Anthony, 25, was given the maximum sentence on each of the misdemeanor counts — a total of four years. But with credit for the time she has spent jailed since her 2008 arrest, she is slated to be released Sunday.

“I think all of us respect the jury system, and we respect the jury’s verdict,” Allen said. “I would hope that people who followed us, people in the community, would also respect the jury’s verdict and our process.

“But for us, I certainly don’t have any doubt after working on this,” he said. “I felt our case was solid.”

Orange County Sheriff Jerry Demings said that despite the “plethora of chatter” surrounding the controversial verdict, investigators have not received any “credible threats” to Anthony and won’t offer any special protection to her upon release.

In a case built on circumstantial evidence, prosecutors accused Anthony of using chloroform to render her daughter unconscious, then duct-taping her mouth and nose to suffocate her. They alleged that she put the child’s body in the trunk of her car for a few days before disposing of it.

Her lawyers argued that Caylee accidentally drowned in the Anthony family’s above-ground pool, and that Casey Anthony and her father, George Anthony, panicked and covered up the death — something George Anthony denied on the witness stand.
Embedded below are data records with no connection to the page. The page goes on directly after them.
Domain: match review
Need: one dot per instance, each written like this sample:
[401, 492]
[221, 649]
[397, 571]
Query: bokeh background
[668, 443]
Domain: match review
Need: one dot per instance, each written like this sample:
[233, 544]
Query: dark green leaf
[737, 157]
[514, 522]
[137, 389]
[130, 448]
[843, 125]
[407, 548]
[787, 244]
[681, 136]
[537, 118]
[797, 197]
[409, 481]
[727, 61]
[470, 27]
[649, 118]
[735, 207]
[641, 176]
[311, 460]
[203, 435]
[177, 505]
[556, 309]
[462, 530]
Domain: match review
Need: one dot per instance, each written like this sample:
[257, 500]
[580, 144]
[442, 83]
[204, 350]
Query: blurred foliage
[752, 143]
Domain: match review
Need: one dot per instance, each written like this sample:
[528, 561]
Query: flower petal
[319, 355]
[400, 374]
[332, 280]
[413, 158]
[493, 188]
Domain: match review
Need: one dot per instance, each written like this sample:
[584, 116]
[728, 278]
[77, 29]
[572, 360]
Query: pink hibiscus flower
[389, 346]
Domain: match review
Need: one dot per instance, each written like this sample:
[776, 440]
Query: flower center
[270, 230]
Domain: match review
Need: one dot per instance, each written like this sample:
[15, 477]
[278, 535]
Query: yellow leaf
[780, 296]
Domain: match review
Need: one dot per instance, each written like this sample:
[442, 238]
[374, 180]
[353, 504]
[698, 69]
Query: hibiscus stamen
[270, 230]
Meanwhile, prosecutors had raised the possibility of perjury charges against Cindy Anthony after she testified that she — not her daughter — was responsible for Internet searches about chloroform on the family’s home computer. She said that evolved from a search for “chlorophyll” as she was trying to determine if her dog’s habit of eating bamboo plants in the back yard was making it tired.

But work records showed Cindy Anthony was at work at the time the searches were conducted. Though she said she could have left early that day, a lawyer for her former employer testified that work records indicated someone using her credentials was logged in and using a desktop computer at her office on the days when those searches were performed.
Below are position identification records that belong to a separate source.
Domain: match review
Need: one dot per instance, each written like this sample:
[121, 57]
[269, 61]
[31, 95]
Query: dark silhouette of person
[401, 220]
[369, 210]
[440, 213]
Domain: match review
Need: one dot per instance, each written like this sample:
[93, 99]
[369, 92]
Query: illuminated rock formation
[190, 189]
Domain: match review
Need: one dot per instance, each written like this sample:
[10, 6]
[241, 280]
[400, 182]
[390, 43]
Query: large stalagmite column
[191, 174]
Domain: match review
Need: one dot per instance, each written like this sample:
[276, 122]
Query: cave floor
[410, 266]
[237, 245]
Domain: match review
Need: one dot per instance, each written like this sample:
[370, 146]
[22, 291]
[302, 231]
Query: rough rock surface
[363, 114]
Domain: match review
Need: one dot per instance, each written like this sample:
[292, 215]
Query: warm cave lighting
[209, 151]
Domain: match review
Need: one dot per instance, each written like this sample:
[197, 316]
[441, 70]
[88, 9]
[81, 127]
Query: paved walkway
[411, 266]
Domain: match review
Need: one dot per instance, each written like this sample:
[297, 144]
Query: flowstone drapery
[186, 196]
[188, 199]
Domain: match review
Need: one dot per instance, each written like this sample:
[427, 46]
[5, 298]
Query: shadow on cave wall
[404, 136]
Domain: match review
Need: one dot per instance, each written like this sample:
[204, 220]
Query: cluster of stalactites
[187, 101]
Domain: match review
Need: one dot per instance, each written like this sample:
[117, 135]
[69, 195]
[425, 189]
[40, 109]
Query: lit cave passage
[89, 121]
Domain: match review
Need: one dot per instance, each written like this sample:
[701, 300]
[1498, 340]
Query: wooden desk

Demings had told reporters that the state’s attorney’s office would make a decision on whether to seek perjury charges “in the near future,” and that office announced its decision a few hours later.

“We are not going to pursue perjury charges against Cindy Anthony,” said Danielle Tavernier, a spokeswoman for the state’s attorney’s office.

The case began drew national attention in part because Anthony failed to report Caylee missing for a month, during which she moved out of her parent’s home, partied in Orlando nightclubs and shopped. When confronted, she accused a nonexistent nanny of taking the girl.

Caylee’s skeletal remains weren’t found until December 2008, six months after she was last seen alive. If her body had been discovered earlier, “I would like to say that maybe more evidence would have been found,” Allen said. “But it’s impossible to say.”

Anthony’s scattershot defense included challenges to forensic evidence; allegations that she had been molested by her father; an attempt to cast suspicion on the meter reader who discovered the girl’s body; and an unsuccessful attempt to call her own competency to stand trial into question. Ultimately, however, lead attorney Jose Baez argued that the prosecution’s case failed to show how the girl died, and left jurors with “more questions than you have answers.”

Allen said detectives had no evidence beyond “Casey’s word” that her father had sexually abused her — an allegation George Anthony also denied in his sometimes-emotional testimony. And Melich said Casey Anthony never said anything about an accident when she was questioned by police about her daughter’s disappearance.

“That would have been her opportunity to say so, had it been,” Melich said. He added, “Even to this day, I’m still surprised that she just didn’t come off it, she wouldn’t tell us the truth.”

“That’s all we were after, was the truth — that day, this whole thing could have ended had we known the truth.”